Sang dewi kesuburan pun telah turun memberikan berkahnya. Rohnya telah menyatu dengan bumi dan napasnya mengalir dalam setiap tanaman. Setiap bunga akan membagikan keindahan senyumnya. Begitu pula dalam kemanisan buah-buahan ia membagikan kegembiraannya. Dengan tanpa mengenal jemu ia terus menghembuskan kesuburan pada tanaman padi yang membentang serupa permadani kehijauan yang berundak menyentuh bukit. Di atasnya secara rahasia telah tergambar lukisan alam paling menakjubkan yang belum pernah siapa pun saksikan. Tidak hari kemarin atau sebelumnya, dan tak seorang pun mengetahui awal mula keberadaan garis-garis aneh yang membentang di atas hamparan sawah mereka. Dengan penuh kepatuhan, batang padi muda merunduk rebah membentuk alur gambar melingkar-lingkar. Garis yang melengkung sempurna, menyatu dan menyilang membentuk tanda kegaiban. Tanda gambar yang seakan mustahil dibuat manusia maupun mahluk mana pun di dunia. Tanda gaib yang kemudian dihubungkan dengan mandala langit dan kesaktian tangan-tangan dewa.

Terbawa keterkejutannya, Ki Manggar dan istrinya menghentikan langkahnya. Seakan memberikan tanda, jejak telapak kaki bebek di pematang telah menuntun mereka pada serombongan burung layang-layang yang terbang bergelombang hingga menutupi langit. Itulah burung yang mempunyai nama tua cantaka, sang burung pembawa pesan para resi dan suara dewa. Dengan bergelung-gelung serombongan burung itu seperti membuat pertanda dengan sebuah tarian. Melalui suara cicitannya, tercipta nyanyian sihir yang sepertinya bukan berasal dari dunia. Atas pengaruhnya, pepohonan padi melemaskan diri dan membuat jalan yang menuntun sepasang suami istri itu pada pusat lingkaran yang membentuk gambar besar yang hanya bisa terlihat dari langit. Itulah Mandala padmasara, lingkaran- lingkaran cincin bunga Padma.

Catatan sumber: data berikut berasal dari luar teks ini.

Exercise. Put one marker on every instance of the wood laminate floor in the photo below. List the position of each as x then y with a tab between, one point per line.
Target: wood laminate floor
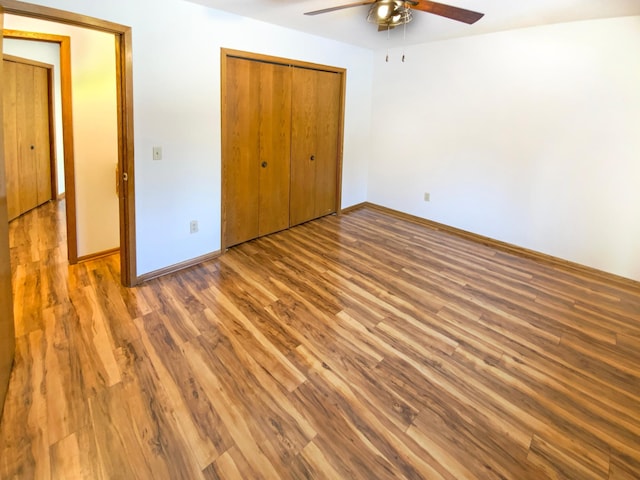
355	347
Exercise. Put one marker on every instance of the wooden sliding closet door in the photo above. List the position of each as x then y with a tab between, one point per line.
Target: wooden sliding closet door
257	152
26	128
315	137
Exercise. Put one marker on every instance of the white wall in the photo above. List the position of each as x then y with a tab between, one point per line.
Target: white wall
48	53
95	133
176	67
530	137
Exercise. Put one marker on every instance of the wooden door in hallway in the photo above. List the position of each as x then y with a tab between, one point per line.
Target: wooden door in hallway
26	124
315	138
258	117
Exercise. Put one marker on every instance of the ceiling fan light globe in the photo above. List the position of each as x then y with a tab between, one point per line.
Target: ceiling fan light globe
389	12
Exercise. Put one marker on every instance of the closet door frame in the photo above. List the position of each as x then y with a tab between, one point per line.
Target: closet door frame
227	145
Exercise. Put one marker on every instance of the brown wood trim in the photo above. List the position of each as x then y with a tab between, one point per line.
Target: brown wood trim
178	266
226	53
67	128
59	16
343	94
26	61
7	327
508	247
124	37
355	207
124	89
95	256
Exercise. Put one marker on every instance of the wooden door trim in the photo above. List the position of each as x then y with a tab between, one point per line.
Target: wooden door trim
7	328
225	54
124	86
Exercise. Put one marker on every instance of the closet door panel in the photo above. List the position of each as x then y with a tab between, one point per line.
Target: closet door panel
274	112
304	111
242	173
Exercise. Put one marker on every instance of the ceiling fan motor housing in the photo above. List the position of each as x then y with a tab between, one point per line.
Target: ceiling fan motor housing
390	13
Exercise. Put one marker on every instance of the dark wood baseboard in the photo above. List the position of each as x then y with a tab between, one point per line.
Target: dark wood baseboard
95	256
355	207
504	246
176	267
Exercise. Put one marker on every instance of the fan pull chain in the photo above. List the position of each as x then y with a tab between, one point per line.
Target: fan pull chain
404	36
388	39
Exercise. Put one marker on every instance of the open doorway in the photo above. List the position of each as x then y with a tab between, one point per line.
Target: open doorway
122	35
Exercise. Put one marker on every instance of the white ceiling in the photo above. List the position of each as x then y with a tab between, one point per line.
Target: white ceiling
350	25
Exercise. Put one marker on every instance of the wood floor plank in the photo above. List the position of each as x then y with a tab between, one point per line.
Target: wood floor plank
356	346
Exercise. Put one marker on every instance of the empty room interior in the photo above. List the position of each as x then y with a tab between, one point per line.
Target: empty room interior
389	239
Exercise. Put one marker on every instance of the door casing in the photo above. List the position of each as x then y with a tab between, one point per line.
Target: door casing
124	87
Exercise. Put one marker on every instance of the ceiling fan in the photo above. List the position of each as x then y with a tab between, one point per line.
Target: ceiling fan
388	14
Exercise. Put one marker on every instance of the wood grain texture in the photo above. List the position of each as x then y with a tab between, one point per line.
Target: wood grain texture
357	346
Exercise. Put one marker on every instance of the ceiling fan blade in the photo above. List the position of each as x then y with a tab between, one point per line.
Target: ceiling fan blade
454	13
340	7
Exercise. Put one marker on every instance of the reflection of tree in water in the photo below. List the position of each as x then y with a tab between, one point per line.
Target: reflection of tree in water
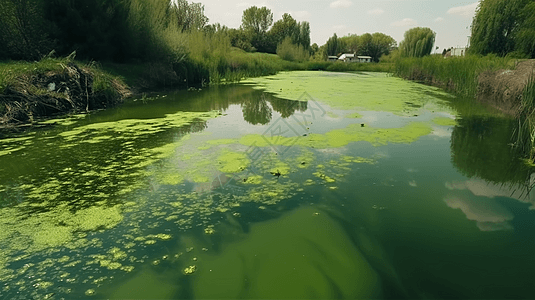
256	110
287	107
482	147
78	165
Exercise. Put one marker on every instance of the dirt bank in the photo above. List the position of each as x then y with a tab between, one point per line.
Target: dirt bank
70	88
503	89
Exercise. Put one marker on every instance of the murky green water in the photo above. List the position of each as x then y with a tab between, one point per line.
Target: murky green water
369	187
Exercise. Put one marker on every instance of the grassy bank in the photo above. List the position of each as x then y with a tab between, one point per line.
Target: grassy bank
222	67
30	90
458	75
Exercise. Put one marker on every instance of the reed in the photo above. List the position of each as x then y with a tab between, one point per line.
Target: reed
457	74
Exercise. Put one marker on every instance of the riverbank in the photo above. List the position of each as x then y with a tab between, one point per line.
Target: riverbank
50	87
53	86
502	83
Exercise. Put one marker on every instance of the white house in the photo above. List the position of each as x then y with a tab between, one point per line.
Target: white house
458	51
364	58
347	57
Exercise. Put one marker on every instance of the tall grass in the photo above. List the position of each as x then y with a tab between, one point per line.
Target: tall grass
456	74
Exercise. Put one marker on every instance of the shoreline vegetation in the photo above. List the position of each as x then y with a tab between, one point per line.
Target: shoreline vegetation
125	47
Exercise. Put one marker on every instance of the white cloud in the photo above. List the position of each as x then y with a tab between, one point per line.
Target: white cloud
464	11
341	3
375	12
404	22
301	15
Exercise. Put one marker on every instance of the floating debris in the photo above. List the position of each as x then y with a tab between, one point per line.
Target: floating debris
190	270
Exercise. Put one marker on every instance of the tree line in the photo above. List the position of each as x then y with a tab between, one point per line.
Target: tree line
504	27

Sebelum keduanya menyadari peristiwa aneh di sekelilingnya, para burung pembawa pesan itu telah lenyap dengan meninggalkan suara tangisan bayi yang semakin keras di dalam lingkaran padi yang rebah. Jantung keduanya pun berdebaran kencang. Sambil berjalan mendekat, mereka seperti mendapatkan jawaban dari bermacam pertanda aneh serta mimpi yang terus menghantui tidurnya. Kejadian ganjil yang tidak hanya hadir ketika malam tetapi juga datang di kala siang. Mimpi yang terus mengalami pengulangan dan baru berhenti setelah mereka menanam sebuah kelapa berajah Dewi bumi yang mereka tanam sebagai pemujaan di sawah mereka. Itulah mimpi yang kini hadir melintasi batas kegaiban: mimpi mengenai seorang bayi yang terlahir dari buah kelapa yang telah diberkahi bumi.

“Duh Gusti pemilik hidup dan mati, inilah jawaban dari doa-doa kami selama ini?” suara Ki Manggar bergetar, seakan ia menangkap suara semesta yang mengelilinginya.